On y voit souvent, très souvent, l’expression souriante du plaisir d’être ensemble, quelles que soient les difficultés de la lutte en cours.

Mais il est toujours un moment où le poids des enjeux, les préoccupations du moment sont visibles.

Dans les défilés, quand on en a l’habitude, on croise et recroise de vieux amis. Le photographe les photographie non moins régulièrement: ici mon ami Serge Vincent, cueilli ici place de la Bastille au moment où le cortège se constituait:

Mais ce que l’on ne voit pas ici, c’est l’appareil photo avec lequel il m’a pris en retour!

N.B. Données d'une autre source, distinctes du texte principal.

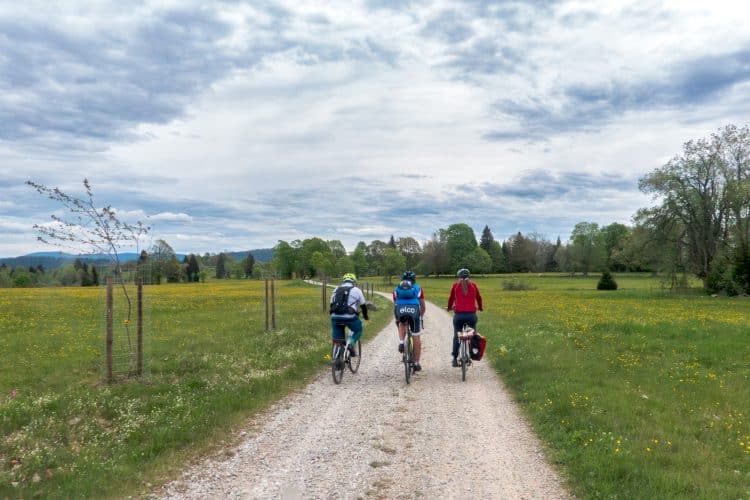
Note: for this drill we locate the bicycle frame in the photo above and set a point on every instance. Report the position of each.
(341, 357)
(408, 356)
(464, 348)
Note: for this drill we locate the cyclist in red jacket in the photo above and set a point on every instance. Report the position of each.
(465, 299)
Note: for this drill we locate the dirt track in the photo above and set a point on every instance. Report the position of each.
(373, 436)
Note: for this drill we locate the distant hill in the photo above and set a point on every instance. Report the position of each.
(51, 260)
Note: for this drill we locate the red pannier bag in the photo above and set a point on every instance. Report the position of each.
(478, 343)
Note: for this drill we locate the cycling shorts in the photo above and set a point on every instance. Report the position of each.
(410, 313)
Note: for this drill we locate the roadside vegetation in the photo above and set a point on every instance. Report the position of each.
(638, 393)
(64, 434)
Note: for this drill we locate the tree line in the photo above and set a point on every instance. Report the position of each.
(699, 224)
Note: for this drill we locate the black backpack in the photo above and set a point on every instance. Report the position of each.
(340, 303)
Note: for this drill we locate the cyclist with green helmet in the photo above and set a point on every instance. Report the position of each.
(464, 299)
(344, 301)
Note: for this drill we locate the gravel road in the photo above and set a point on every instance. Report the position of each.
(374, 436)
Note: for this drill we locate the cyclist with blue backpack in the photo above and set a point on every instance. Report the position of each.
(408, 300)
(344, 301)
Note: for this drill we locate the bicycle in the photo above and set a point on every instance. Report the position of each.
(408, 356)
(464, 349)
(341, 358)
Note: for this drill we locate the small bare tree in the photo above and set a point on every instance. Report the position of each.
(93, 229)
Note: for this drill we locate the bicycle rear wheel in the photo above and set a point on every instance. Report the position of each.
(337, 363)
(353, 362)
(408, 358)
(463, 361)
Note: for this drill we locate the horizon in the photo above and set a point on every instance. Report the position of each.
(240, 124)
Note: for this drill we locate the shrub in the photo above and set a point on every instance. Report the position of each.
(516, 285)
(606, 282)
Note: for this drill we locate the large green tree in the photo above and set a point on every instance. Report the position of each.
(460, 243)
(410, 249)
(586, 248)
(284, 259)
(692, 191)
(435, 254)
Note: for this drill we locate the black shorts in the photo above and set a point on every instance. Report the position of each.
(409, 313)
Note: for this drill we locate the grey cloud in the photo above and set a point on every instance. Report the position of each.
(586, 107)
(448, 26)
(538, 185)
(486, 56)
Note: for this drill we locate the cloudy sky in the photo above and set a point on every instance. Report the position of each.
(231, 125)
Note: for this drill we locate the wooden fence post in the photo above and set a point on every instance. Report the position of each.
(323, 295)
(110, 318)
(273, 305)
(139, 327)
(267, 304)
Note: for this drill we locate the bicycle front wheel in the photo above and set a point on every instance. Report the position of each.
(337, 363)
(408, 358)
(353, 362)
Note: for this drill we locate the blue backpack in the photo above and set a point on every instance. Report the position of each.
(406, 291)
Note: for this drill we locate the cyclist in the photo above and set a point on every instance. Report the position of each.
(465, 299)
(408, 303)
(344, 301)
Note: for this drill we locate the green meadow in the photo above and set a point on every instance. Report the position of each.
(64, 433)
(636, 393)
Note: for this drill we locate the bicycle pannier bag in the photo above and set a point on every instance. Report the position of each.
(340, 304)
(478, 343)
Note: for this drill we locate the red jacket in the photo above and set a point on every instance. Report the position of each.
(465, 303)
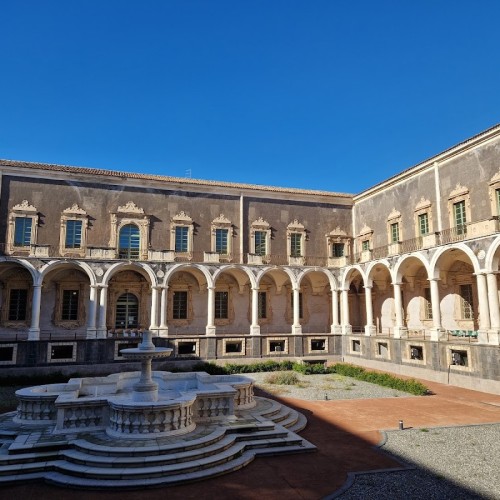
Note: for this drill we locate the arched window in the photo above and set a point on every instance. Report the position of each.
(127, 311)
(129, 243)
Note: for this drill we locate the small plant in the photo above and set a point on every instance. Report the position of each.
(282, 378)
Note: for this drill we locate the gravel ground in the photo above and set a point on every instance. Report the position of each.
(315, 387)
(450, 463)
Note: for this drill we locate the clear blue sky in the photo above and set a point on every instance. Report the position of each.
(318, 94)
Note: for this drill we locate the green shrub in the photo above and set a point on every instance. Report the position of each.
(282, 378)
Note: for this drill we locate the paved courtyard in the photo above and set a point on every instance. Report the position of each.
(447, 435)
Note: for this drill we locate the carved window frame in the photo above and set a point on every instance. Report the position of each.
(73, 213)
(182, 219)
(296, 228)
(459, 194)
(423, 207)
(27, 211)
(261, 225)
(222, 223)
(394, 221)
(130, 213)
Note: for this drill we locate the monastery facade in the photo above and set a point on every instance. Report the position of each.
(402, 277)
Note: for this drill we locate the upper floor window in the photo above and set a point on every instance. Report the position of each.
(22, 230)
(129, 243)
(459, 209)
(296, 239)
(73, 237)
(130, 232)
(222, 233)
(181, 233)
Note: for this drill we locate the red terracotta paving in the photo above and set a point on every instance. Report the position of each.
(344, 432)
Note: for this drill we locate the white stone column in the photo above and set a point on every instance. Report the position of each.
(346, 327)
(369, 327)
(255, 327)
(400, 330)
(163, 331)
(296, 327)
(91, 319)
(335, 328)
(34, 330)
(493, 336)
(437, 330)
(103, 303)
(210, 328)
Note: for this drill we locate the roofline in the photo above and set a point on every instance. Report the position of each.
(445, 155)
(162, 178)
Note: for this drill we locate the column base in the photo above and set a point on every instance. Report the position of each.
(346, 329)
(34, 334)
(91, 333)
(370, 330)
(438, 334)
(400, 332)
(254, 329)
(490, 337)
(163, 331)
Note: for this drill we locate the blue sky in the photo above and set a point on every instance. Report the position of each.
(330, 95)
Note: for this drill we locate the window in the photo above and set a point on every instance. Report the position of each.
(221, 305)
(129, 242)
(301, 310)
(70, 303)
(262, 305)
(466, 300)
(181, 239)
(22, 231)
(395, 232)
(427, 304)
(295, 245)
(18, 304)
(260, 243)
(73, 234)
(180, 305)
(221, 241)
(423, 224)
(127, 311)
(338, 250)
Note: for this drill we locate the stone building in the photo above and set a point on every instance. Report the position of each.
(402, 276)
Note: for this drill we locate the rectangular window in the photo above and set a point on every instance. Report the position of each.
(181, 238)
(423, 224)
(221, 241)
(73, 234)
(17, 304)
(460, 217)
(395, 232)
(221, 305)
(427, 304)
(70, 305)
(180, 305)
(295, 245)
(22, 231)
(300, 305)
(338, 250)
(467, 305)
(262, 305)
(260, 243)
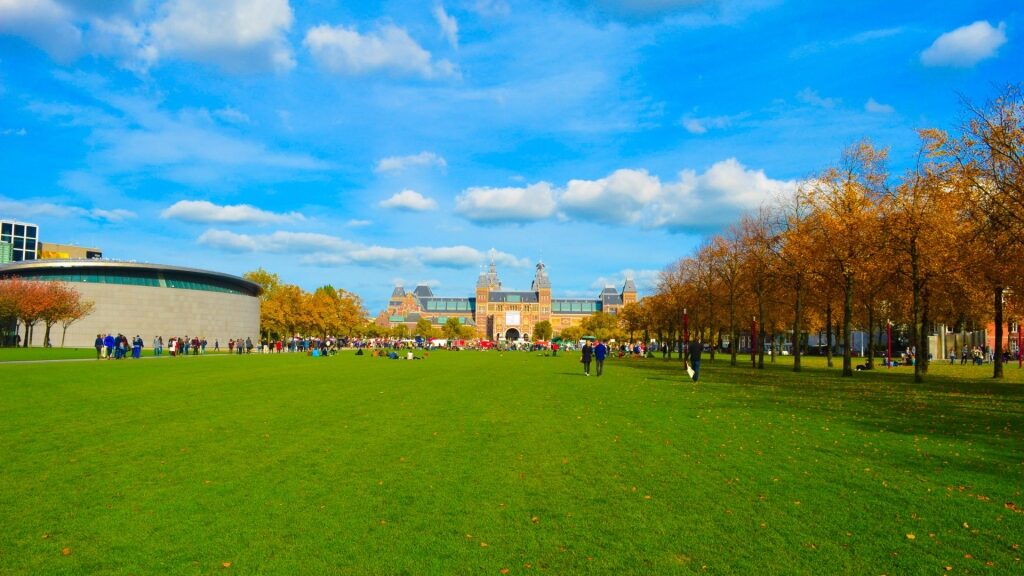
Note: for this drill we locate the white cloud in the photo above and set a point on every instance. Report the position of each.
(115, 215)
(645, 280)
(397, 163)
(449, 26)
(714, 199)
(966, 46)
(810, 96)
(208, 212)
(619, 199)
(696, 125)
(508, 205)
(236, 35)
(31, 209)
(390, 48)
(132, 134)
(410, 200)
(279, 242)
(491, 8)
(45, 24)
(875, 107)
(231, 116)
(324, 250)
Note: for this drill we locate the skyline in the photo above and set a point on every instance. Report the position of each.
(400, 142)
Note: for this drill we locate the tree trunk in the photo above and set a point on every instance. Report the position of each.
(828, 333)
(797, 323)
(923, 347)
(761, 347)
(848, 326)
(997, 353)
(870, 336)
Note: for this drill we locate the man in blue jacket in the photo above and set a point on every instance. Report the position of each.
(109, 344)
(600, 351)
(588, 352)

Précisions photographiques. — J’ai utilisé deux boîtiers identiques Canon EOS M50 mk II, l’un monté avec un téléobjectif 55mm-200mm, l’autre avec une focale fixe de 22 mm. Les photos présentées ici ont été retraitées en niveaux de gris.
Précisions sur l’approche. — J’aurais pu illustrer le même texte avec n’importe quel autre cortège syndical dans ce défilé unitaire. Certes, tous ont leur couleur, mais dans des manifestations aussi massives, les gens restent les gens et j’ai croisé, au fil des manifestations, bien des regards identiques. J’ai fait le choix de couvrir essentiellement l’organisation syndicale à laquelle j’appartiens toujours et dans laquelle j’ai été un militant impliqué: le traitement photographique a été le même (j’ai d’ailleurs tiré quelques portraits d’amis ou de relations croisées sous d’autres bannières… mais pas ce jour-là).
Pourquoi ne pas avoir publié précédemment sur ce sujet? J’avais pensé faire un tri ultérieur. Je le ferais sans doute, mais, dans l’immédiat, je souhaitais publier une trace «en situation». J’ai donc décidé d’utiliser mon dernier lot de photographies.